7/9/14

Rides 7/9: Prospero and Miranda

My goodness, there's been a lot of stuff written about bikes today and I think I've read all of it. I don't know if I'm much better for doing that and I have my doubts if I should add more to it. Only so much blood in a turnip after all. Also, it's kind of hard to take seriously something so silly as a jumping off point for a "serious discussion" or "dialogue" about "important" issues. This is to say nothing of the fact that seriousness has never been a feature of the blog and I'm not going to jeopardize its ranking as the 37th most popular local bike commuter blog by dabbling in it now. So here's nothing about bicycling. 

When we lived in Budapest, I used to take the tram to school and there might be Magyar teen couple who would press in there and then they'd start making out. Lustily. Young love. Pleading, desperate. Sometimes it'd be first thing in the morning and I'd be taking the 2 to the library and there they'd be and you'd get the smell of cigarettes and BO and hormones and stale beer and still warm Princess pékség chocolate croissant and whatever else wafted up from the Danube and and they'd just be so pressed together and one of them, whichever one was closer to me, would always have a Budmil backpack (maybe it was always turquoise) and as they made out and as the tram rounded the curve through the tunnel under the bridgehead, that damn backpack would push into me and I'd hate that because I wanted no part in the smelly sappy face-sucky morning makeout session and I just wanted to be anywhere else and I wasn't even happy about going to the library first thing in the morning anyway because all I was going to was make photocopies of musty art history journals, which I would subsequently crumple and eventually lose. It was an intrusion. 

I was never once on the 15 bus in Denver when the cops forcibly removed someone but I had a few trips on Colfax when the driver threatened somewhere between Colorado Avenue and Broadway to pull over and call them because some clearly addled passengers were getting unruly. I think I once saw meth heads playing craps. Snake eyes. I loved the 15 bus. It was slow and we'd get stuck at Broadway for easily 15 minutes, maybe 20. I could've gotten out and walked, but I never did. You can learn a lot about people by standing amidst then on a crowded bus. Or you can't. 

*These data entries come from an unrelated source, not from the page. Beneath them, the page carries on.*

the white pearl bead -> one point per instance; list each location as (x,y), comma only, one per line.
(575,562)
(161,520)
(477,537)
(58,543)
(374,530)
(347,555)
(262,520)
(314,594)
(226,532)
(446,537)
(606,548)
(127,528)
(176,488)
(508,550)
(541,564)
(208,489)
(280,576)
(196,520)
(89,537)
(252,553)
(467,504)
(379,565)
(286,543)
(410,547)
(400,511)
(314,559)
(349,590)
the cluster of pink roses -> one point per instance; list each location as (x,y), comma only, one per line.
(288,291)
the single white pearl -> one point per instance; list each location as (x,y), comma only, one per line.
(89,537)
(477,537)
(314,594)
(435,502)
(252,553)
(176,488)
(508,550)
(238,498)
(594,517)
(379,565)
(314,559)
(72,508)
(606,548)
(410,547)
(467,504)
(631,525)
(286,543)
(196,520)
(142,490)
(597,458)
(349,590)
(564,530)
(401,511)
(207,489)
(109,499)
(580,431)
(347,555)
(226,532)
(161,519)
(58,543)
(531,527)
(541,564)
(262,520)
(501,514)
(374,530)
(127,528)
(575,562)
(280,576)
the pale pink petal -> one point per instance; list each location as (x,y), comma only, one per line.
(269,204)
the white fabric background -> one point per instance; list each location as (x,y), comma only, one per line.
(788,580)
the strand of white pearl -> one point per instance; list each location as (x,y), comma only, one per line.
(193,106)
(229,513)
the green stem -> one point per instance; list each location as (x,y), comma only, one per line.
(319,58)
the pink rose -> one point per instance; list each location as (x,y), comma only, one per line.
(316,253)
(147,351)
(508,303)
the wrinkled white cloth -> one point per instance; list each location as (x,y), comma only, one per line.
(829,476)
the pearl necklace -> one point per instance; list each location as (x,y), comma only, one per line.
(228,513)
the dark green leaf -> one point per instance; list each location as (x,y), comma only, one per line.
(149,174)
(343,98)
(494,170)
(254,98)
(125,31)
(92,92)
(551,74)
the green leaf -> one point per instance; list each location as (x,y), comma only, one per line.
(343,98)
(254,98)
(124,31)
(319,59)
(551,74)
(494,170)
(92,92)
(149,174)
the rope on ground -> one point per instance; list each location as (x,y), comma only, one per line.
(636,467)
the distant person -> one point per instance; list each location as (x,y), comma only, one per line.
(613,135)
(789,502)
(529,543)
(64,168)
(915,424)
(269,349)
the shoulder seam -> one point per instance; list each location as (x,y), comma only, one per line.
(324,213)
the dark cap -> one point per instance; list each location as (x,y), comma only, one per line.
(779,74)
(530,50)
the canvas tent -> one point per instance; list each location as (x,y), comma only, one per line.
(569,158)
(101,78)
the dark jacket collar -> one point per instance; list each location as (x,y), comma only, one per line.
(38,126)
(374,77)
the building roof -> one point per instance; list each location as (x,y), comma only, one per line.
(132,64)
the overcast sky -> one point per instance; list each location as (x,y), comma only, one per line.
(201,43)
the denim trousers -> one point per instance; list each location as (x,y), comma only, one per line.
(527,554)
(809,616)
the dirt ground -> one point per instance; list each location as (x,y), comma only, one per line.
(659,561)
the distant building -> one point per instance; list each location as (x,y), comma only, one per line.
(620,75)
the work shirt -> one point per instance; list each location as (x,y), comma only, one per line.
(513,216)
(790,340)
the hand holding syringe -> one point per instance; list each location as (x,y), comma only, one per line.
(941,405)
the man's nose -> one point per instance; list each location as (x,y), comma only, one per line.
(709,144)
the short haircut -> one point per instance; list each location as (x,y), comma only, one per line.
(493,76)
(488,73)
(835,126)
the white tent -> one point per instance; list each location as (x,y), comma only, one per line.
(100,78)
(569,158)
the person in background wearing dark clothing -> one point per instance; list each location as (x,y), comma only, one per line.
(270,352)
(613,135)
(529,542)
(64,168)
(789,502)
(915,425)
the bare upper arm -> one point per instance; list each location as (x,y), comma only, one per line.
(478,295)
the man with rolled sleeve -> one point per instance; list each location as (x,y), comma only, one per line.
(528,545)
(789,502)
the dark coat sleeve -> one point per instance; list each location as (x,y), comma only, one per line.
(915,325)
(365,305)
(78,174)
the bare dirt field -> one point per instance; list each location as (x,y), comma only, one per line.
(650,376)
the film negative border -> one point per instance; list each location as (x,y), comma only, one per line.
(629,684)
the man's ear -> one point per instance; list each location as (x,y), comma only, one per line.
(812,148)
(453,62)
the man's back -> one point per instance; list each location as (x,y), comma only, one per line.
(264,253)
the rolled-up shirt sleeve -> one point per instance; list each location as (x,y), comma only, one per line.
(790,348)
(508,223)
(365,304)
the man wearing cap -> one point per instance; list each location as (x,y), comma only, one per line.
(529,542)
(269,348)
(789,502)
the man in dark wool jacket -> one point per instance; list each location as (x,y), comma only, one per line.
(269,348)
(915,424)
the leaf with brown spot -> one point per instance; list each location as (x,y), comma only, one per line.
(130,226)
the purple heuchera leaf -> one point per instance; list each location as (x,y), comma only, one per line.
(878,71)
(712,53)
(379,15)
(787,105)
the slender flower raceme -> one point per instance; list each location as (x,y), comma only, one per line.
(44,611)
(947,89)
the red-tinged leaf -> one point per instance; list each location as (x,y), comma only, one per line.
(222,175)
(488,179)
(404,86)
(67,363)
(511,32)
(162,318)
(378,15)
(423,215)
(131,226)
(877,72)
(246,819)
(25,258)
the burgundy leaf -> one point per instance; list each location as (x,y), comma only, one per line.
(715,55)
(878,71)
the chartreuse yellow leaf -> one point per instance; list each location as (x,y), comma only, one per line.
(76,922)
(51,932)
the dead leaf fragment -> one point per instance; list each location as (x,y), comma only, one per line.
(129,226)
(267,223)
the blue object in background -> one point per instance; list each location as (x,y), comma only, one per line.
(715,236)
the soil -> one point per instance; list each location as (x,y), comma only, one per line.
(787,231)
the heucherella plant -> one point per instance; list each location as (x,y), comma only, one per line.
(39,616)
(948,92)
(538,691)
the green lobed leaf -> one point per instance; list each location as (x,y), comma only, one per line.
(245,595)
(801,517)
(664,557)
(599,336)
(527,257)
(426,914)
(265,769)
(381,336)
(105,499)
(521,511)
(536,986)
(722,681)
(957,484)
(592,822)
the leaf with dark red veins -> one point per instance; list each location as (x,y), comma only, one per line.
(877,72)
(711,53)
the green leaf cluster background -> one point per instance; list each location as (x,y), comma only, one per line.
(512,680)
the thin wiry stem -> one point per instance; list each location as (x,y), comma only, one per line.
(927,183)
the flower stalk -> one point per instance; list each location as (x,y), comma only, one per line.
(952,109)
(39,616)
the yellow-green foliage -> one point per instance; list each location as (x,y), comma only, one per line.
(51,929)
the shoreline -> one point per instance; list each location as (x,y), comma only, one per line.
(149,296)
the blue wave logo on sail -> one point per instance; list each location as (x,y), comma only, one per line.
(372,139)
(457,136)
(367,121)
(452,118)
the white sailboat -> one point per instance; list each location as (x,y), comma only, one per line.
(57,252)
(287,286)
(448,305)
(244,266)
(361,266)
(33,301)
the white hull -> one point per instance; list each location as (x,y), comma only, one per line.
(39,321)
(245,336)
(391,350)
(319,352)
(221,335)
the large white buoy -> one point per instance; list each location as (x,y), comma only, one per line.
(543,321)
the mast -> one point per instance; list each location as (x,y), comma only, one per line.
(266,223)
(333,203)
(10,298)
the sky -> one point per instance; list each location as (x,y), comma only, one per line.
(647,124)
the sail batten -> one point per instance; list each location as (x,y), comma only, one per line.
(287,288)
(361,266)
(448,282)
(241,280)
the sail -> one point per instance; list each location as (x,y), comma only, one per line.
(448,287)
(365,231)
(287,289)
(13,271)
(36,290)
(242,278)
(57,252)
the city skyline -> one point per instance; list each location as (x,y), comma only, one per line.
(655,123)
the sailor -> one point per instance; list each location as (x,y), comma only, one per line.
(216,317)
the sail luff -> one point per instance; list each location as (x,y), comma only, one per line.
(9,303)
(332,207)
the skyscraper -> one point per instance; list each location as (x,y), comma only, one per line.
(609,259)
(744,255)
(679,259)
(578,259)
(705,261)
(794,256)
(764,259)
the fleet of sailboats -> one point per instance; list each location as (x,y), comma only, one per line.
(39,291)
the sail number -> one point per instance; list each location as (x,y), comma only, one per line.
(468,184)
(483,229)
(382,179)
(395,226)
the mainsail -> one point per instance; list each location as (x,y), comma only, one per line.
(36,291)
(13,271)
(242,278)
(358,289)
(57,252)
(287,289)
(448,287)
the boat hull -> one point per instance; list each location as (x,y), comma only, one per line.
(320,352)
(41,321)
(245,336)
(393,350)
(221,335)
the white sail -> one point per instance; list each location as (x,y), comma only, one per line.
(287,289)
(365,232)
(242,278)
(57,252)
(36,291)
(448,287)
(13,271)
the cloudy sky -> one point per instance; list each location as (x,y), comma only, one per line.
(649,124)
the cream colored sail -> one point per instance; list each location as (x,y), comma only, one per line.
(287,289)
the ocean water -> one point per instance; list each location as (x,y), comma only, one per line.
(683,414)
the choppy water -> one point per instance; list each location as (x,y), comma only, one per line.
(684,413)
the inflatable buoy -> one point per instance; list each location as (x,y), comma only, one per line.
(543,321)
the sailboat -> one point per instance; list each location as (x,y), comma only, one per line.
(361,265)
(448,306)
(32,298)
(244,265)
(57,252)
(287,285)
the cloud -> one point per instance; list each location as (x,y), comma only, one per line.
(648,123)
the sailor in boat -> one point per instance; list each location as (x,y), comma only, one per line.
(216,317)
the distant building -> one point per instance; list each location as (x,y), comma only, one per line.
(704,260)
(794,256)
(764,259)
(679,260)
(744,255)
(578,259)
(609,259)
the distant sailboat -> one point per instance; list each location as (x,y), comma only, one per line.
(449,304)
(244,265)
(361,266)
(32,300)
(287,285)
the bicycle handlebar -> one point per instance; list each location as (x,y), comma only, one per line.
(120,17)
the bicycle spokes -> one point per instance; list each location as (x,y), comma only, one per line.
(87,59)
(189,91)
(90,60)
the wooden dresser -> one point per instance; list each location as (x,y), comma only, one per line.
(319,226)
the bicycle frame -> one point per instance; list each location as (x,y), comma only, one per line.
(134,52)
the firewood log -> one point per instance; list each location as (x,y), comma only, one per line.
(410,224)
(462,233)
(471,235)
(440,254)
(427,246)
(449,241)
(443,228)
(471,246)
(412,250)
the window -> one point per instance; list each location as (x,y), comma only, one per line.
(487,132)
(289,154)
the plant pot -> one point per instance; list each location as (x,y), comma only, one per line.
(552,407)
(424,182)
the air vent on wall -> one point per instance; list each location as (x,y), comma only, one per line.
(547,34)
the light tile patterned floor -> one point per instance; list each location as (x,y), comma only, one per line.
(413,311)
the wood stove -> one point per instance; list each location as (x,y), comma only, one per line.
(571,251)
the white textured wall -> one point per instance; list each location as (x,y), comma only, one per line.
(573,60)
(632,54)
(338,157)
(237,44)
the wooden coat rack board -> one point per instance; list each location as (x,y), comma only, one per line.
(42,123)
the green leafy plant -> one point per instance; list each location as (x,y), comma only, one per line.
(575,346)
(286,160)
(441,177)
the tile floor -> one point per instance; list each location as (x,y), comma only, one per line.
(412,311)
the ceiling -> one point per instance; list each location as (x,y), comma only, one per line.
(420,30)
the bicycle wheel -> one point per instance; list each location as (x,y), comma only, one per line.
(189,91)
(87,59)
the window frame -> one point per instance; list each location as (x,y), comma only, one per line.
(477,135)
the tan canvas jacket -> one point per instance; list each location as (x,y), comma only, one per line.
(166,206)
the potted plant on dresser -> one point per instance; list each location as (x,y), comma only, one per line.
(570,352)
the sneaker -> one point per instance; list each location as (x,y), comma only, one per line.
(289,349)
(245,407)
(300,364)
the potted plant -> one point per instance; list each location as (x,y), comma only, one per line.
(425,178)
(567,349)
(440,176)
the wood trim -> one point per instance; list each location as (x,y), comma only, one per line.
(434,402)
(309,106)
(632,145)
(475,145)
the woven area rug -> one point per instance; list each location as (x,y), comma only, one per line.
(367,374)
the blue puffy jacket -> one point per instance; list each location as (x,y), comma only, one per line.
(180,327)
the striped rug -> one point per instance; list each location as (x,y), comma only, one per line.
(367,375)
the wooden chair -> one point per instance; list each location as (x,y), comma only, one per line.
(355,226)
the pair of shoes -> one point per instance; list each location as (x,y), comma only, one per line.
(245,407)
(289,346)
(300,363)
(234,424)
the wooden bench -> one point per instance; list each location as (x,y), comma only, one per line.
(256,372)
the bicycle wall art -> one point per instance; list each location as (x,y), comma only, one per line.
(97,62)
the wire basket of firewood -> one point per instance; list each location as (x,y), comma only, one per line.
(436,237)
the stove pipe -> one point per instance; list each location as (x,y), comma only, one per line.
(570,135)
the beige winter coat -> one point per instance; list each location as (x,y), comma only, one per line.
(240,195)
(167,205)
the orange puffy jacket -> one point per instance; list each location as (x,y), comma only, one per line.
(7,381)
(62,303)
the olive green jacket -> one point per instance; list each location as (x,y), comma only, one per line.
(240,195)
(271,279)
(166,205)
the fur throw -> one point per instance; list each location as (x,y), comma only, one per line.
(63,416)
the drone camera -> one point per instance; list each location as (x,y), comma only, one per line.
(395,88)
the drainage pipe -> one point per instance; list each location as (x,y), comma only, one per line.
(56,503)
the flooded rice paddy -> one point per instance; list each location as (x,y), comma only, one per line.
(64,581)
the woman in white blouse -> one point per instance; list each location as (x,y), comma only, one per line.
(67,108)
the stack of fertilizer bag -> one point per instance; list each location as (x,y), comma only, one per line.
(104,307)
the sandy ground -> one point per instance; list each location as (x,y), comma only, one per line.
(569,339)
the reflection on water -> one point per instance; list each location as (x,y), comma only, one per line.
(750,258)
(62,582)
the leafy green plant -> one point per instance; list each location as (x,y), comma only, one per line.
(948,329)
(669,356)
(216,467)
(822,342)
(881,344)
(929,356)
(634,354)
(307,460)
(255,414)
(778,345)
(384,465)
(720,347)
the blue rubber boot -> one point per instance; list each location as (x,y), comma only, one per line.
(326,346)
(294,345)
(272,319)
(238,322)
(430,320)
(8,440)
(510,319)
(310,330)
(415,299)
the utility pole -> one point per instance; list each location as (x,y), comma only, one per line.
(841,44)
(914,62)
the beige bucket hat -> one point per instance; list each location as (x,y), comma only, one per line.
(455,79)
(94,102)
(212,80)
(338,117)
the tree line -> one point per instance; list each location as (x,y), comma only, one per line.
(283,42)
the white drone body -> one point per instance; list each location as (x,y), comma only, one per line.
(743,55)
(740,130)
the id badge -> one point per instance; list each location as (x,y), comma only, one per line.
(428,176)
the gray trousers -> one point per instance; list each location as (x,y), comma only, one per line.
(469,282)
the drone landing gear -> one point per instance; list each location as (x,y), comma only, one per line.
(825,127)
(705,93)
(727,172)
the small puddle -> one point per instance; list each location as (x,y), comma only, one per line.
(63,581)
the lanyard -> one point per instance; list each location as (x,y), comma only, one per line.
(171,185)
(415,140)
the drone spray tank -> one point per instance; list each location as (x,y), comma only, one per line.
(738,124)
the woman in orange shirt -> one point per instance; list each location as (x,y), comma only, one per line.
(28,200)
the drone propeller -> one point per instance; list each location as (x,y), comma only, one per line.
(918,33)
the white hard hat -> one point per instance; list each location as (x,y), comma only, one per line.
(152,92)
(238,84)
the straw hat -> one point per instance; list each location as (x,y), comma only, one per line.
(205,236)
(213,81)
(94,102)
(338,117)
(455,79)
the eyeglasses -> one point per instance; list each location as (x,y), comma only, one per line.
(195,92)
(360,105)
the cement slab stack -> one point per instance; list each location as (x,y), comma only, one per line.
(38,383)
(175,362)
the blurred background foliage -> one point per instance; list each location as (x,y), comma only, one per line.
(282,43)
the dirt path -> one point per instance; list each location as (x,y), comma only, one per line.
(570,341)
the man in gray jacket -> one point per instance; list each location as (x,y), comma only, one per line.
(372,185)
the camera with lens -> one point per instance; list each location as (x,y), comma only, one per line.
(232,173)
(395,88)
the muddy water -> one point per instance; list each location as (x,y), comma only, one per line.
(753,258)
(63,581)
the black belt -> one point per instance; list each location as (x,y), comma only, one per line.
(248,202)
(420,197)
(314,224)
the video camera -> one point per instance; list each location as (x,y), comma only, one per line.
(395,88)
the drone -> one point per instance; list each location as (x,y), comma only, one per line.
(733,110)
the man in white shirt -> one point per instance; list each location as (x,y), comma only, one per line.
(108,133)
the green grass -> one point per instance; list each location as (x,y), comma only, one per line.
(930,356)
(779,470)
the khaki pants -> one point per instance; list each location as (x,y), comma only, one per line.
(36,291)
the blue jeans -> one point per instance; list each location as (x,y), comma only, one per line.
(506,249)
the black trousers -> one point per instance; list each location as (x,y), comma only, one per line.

The first winter after the first summer I started bike commuting in DC, I drove to work. We had a Subaru. It was gray and we named it Beepy because it beeped a lot. We lived out in Arlington and I took Glebe Road to the Chain Bridge each morning  and everyday I'd dutifully get in the correct lane (I think there was construction at the time and one or more lanes were closed) and I'd watch some other drivers stay in the wrong lane until the very last feet as if they were going to go on Military, but  they wouldn't and the turn signal would pop on and whoops, looks like I missed all those signs saying Chain Bridge left lane and how the heck did a these other drivers know to get over anyway.  never tried it, but I wonder if I should've because it seemed to save them a lot of time and my opprobrium never quite seemed to reach them, no matter how frustratedly I'd tap on the steering wheel as I waited impatiently in the queue of cars that lurched only slowly forward. I have nervous habits like rapping on steering wheels and I also crack my knuckles and I bite my fingernails too. I also mutter and I definitely muttered curses at them cutting in line. By muttering, I meant yelled. It was winter and the windows were up and there was probably something on the radio, but I'm alone inside my car, rapping on the steering wheel and audibly cursing at people who can't here me. I never thought to wonder if anyone could have seen me. 

I rode my bike today, to and from work, and it was fine. A little cloudy for summer, but we'll have sun again soon.